A Universidade de São Paulo e o Instituto Bio-Manguinhos, da Fiocruz, apresentaram ontem durante a 60° Reunião Anual da Sociedade Brasileira para o Progresso da Ciência (SBPC), que acontece na Universidade Estadual de Campinas (Unicamp), os avanços no desenvolvimento de vacinas contra a dengue. Segundo a pesquisadora Elena Caride Campos, da Fiocruz, a expectativa é que os primeiros testes clínicos do modelo de vacina desenvolvido pela Fiocruz sejam realizados já no próximo ano.

Agência Estado |

No modelo de pesquisa utilizado pela USP, com uma forma atenuada do vírus da dengue, os pesquisadores já alcançaram 100% de imunologia com os vírus 1 e 2 da doença. Ainda não há resposta efetiva para os tipos 3 e 4, de acordo com informações da SBPC.

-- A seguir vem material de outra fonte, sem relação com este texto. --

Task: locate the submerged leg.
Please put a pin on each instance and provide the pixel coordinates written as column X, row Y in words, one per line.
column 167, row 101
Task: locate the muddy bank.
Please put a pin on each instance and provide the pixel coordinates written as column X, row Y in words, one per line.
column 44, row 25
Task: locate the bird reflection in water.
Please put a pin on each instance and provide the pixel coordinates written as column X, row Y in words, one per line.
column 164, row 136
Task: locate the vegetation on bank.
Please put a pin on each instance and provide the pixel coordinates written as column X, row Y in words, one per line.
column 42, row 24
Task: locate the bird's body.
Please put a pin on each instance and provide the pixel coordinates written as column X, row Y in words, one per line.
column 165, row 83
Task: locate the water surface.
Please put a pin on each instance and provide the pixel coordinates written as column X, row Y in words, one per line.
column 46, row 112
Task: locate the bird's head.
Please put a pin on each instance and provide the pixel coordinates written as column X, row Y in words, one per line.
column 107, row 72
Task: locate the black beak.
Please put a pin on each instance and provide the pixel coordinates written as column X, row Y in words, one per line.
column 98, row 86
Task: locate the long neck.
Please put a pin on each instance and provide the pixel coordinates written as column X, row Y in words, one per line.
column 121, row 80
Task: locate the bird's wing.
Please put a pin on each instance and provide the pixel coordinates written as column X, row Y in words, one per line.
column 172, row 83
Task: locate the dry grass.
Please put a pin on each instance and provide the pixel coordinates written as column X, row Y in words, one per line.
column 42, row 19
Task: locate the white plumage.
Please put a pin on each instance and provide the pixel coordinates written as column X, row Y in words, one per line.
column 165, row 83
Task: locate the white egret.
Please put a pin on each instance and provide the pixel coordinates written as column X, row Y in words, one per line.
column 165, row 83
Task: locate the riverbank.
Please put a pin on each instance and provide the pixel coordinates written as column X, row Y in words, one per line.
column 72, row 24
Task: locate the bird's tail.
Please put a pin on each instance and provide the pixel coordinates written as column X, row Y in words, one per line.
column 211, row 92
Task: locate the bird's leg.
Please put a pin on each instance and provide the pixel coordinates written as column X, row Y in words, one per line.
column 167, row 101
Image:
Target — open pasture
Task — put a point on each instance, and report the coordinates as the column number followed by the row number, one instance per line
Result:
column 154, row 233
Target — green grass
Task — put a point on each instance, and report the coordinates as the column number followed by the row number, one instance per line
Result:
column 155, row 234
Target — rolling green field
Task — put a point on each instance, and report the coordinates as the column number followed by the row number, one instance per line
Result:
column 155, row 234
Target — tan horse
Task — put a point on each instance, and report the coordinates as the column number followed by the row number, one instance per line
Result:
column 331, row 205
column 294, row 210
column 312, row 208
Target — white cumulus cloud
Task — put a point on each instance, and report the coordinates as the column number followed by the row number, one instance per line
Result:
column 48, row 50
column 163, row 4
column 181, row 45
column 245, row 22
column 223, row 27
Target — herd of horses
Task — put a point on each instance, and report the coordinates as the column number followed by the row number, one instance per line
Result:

A Fiocruz trabalha com a tecnologia de clones infecciosos a partir da vacina da febre amarela. A técnica combina moléculas de DNA de ambos os vírus, substituindo a capa do vírus da febre amarela pelo da dengue. O sistema imunológico reconhece a proteína do vírus e produz os anticorpos para a defesa do organismo. No entanto, são dois os problemas encontrados pelos pesquisadores para o desenvolvimento da vacina: ela precisa conter os quatro tipos de vírus da dengue, DEN 1, 2, 3 e 4, e o homem é o único hospedeiro do vírus. Não há um modelo animal que replique a dengue.

Elena e o professor Expedito Luna, do Instituto de Medicina Tropical da USP, mostraram que há sete tipos de vacinas em andamento no mundo. A multinacional Sanofi Pasteur, que já está realizando testes com seres humanos, conseguiu 100% de imunologia para a doença, a partir da aplicação de três doses da vacina. No caso da USP, a pesquisa está sendo desenvolvida em parceria com o Instituto Butantã, o Instituto Nacional de Saúde dos Estados Unidos, o Hospital Johns Hopkins e a Universidade de Berkeley.